With backprop we didn't just need bigger machines, we needed better algorithms, palliatives for the exploding-gradient problem that made values exceed our numerical representations, and then hardware specifically designed for doing the matrix-ops involved.
If I saw something capable of speeding up probabilistic program inference the way GPUs sped up backprop, I'd start saying we should expect to see powerful AI applications quite soon.
Better algorithms were invented because of bigger machines. Once computers got fast enough, researchers could experiment around with different algorithms on realistic sized models and datasets. Without waiting 2 years for the experiment to finish training.
Probabilistic programming isn't going to help general AI much. Things like dropout seem to work well enough, and for the most part AI is severely underfitting rather than overfitting. Our models are far to simple and small to really learn language and do complicated reasoning. Making them bayesian doesn't fix that.
>Probabilistic programming isn't going to help general AI much.
Excuse me while I laugh.[1,2,3,4]
>Things like dropout seem to work well enough, and for the most part AI is severely underfitting rather than overfitting.
For the most part, neural networks can't reason at all. They just induce deterministic functions over high-dimensional Euclidean spaces.
>Our models are far to simple and small to really learn language and do complicated reasoning.
They're also not compositional (new concepts as functions of old concepts), productive (able to draw an unbounded number of inferences from each representation), or unbounded in size of representation (unboundedly many concepts). Neural networks don't even represent causal structure, let alone model how an intervention will affect outcomes!
It is, however, really nice to hear an AI booster admit just how incredibly limited connectionist models actually are.
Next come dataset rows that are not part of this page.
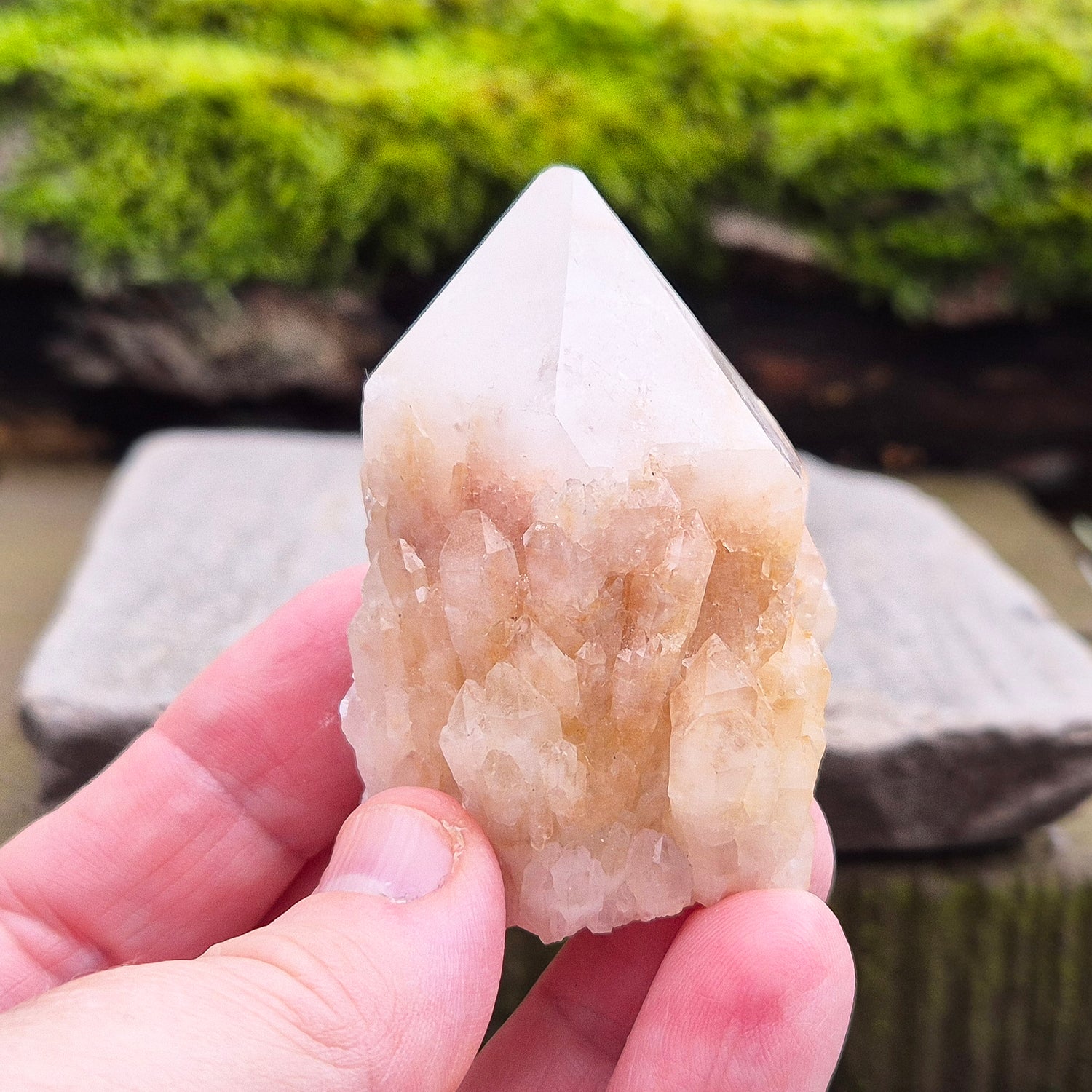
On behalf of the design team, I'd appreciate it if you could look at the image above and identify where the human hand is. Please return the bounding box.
[0,570,853,1092]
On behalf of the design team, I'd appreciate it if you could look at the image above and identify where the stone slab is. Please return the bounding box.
[22,430,1092,852]
[21,430,365,799]
[808,460,1092,852]
[0,460,109,843]
[908,471,1092,638]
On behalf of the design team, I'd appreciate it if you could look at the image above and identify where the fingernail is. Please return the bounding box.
[319,804,456,902]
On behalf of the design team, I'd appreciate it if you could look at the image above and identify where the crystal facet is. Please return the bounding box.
[344,167,832,941]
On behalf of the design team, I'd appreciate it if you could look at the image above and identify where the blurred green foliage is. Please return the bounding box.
[0,0,1092,316]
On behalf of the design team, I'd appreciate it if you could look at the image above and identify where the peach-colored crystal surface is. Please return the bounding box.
[344,168,832,941]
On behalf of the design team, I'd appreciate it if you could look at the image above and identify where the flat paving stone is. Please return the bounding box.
[0,462,109,843]
[22,430,1092,851]
[808,460,1092,852]
[22,430,365,801]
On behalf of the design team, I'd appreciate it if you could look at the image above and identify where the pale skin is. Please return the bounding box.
[0,570,854,1092]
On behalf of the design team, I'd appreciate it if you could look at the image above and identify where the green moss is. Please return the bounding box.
[0,0,1092,316]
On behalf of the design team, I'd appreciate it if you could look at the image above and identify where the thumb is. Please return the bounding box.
[0,788,505,1092]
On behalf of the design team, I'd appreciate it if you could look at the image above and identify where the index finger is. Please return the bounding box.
[0,568,364,1010]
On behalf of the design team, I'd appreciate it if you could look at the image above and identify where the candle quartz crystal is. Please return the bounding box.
[343,167,834,941]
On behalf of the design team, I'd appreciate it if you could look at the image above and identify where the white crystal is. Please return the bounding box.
[344,167,832,939]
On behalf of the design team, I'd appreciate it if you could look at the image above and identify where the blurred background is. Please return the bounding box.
[0,0,1092,1090]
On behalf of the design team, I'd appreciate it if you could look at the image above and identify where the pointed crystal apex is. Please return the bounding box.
[364,166,799,480]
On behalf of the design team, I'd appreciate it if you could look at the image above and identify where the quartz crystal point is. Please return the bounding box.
[344,167,832,941]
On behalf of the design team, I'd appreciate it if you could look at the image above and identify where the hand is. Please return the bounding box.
[0,570,853,1092]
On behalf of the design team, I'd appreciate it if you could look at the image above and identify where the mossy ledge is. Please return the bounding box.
[0,0,1092,317]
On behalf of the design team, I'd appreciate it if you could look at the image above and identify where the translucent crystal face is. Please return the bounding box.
[344,167,831,941]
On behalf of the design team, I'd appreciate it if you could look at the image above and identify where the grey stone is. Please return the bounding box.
[22,430,1092,851]
[21,430,365,799]
[807,460,1092,852]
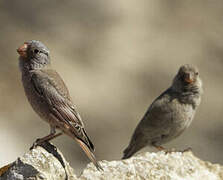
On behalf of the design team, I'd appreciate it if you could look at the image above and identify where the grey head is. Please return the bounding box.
[17,40,50,70]
[170,64,203,107]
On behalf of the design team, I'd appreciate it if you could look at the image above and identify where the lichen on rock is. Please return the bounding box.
[0,144,223,180]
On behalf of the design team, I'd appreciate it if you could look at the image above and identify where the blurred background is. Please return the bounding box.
[0,0,223,172]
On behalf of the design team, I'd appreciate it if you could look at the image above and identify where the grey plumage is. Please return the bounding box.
[123,65,202,159]
[17,40,102,169]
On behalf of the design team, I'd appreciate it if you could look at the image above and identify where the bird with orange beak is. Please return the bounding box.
[123,64,202,159]
[17,40,102,169]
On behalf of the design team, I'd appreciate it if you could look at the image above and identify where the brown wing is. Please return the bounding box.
[31,70,94,151]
>Making them bayesian doesn't fix that.
No, changing to a causal, compositional representation that allows for productive and nonparametric (unboundedly large) learning does that. The Bayesian part just makes it extra nice by letting us "put information in" anywhere in the model (at any variable) by conditioning.
I'd be interested in hearing more background here. Last time I heard Musk say anything about AI, he was still on the hype train to crazy-town, talking about the world-conquering things it would do in the coming decades that have nothing to do with what anyone's researching right now.
The idea that OpenAI could talk him down is pretty impressive, and if true I would significantly positively update my impression of OpenAI. (I thought OpenAI was funded by people on this hype train.)
Universe is purposedly being abandonned (a specific training framework) not OpenAI...
But thank you for your valuable insight, we all know being an AI research scientists gives you a direct connection to Elon's brain.
Edit: And seems like you are wrong anyway, see top comment.
Congratulations on the initiative, it looks very cool! Indeed, we found that running asynchronous environments, while possible, proved to be too cumbersome for research. We're now working on a synchronous set of environments for universe that are easier to use.
Here's an example of a guy who made a general game playing algorithm that brute forces it's way through any NES game: https://www.youtube.com/watch?v=xOCurBYI_gY This isn't necessarily interesting from an AI perspective - the playing algorithm is just brute force. But it shows what can be done with the platform, easily reloading to previous states and exploring counterfactual futures (which is exactly the sort of thing RL algorithms do.) He also has a cool algorithm for finding the objective function of an arbitrary game, by watching a human play, and seeing what memory addresses increment. Which is a lot more easy to use than writing OCR code to read the score and game over states from the screen.